José Manuel Soria made the contentious comments in an SME business forum on Tuesday, where he reminded those present that Spain imports 99 percent of its hydrocarbons, a huge burden on the national economy.
“Just knowing that these (resources) are available adds strength to the Spanish economy,” Spanish daily 20 minutos reported him as saying.
Spain’s Industry Minister said it would be “ridiculous” if Morocco were to find gas, oil or both first in the shared waters around the southerly Canary Islands, especially keeping in mind that the unemployment rate in the archipelago stands at a worrying 33 percent, 8 percent higher than the national average.

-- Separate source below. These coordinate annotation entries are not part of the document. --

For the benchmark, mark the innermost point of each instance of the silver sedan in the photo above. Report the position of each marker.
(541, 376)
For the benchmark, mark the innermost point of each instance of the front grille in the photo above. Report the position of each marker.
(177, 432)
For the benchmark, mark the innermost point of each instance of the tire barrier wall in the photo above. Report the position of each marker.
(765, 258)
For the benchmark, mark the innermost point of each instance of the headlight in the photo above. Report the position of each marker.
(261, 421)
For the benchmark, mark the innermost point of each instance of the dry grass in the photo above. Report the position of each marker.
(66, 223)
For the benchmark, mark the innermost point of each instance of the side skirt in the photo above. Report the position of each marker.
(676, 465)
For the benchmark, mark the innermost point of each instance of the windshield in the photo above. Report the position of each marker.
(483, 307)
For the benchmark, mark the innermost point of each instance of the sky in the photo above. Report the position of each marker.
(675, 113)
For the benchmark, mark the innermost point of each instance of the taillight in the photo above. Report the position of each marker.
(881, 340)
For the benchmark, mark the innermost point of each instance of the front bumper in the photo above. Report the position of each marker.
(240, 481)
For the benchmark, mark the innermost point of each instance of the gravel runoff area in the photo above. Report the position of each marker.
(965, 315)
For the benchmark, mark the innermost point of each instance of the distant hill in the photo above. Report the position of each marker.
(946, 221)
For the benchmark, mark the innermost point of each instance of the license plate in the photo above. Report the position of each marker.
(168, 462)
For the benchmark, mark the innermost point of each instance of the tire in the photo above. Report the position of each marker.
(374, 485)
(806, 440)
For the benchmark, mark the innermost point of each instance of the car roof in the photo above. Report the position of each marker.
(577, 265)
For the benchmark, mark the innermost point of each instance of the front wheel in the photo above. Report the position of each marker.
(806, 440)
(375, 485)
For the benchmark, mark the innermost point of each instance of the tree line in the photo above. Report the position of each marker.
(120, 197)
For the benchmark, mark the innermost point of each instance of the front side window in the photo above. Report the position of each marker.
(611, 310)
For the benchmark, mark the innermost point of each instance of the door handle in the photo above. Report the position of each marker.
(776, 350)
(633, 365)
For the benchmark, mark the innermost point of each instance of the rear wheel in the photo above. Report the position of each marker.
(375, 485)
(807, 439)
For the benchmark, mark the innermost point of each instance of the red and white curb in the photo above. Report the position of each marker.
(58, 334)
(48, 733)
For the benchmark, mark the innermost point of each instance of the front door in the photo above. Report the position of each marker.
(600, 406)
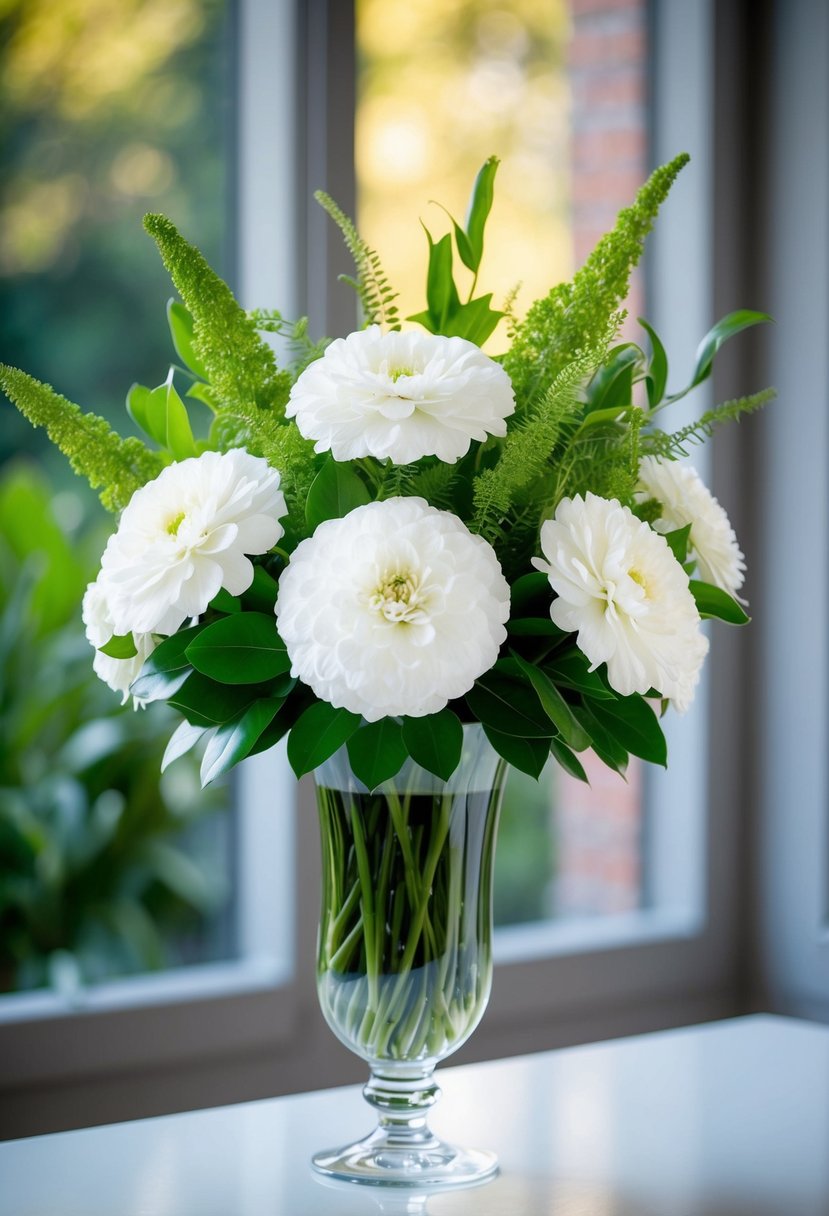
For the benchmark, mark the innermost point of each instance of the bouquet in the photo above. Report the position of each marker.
(384, 536)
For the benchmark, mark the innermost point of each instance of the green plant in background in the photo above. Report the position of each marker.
(95, 877)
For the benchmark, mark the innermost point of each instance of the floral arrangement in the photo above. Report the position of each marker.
(395, 533)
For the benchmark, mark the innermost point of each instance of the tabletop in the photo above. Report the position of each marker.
(729, 1119)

“It’s not that (the Canaries) have suffered because of the crisis, there just isn’t any industry there,” Soria said about the Spanish region he hails from.
On Tuesday, Canary President Paulino Rivero met with Repsol CEO Antonio Brufau, the man heading the imminent deep sea exploration project.
Rivero expressed the same concerns as many Canary residents who feel the islands’ pristine coastline and tourism industry could be greatly affected by any potential oil spill.
According to Tenerife daily Diario de Avisos, the two agreed exploration 60 kilometres off the coast of the Canaries’ easterly islands would begin in the final months of the year.
Brufau called for opponents of the project to stop “overdramatizing”, citing the example of Italy and Norway, where over 900 wells have been drilled “and there have been no accidents”.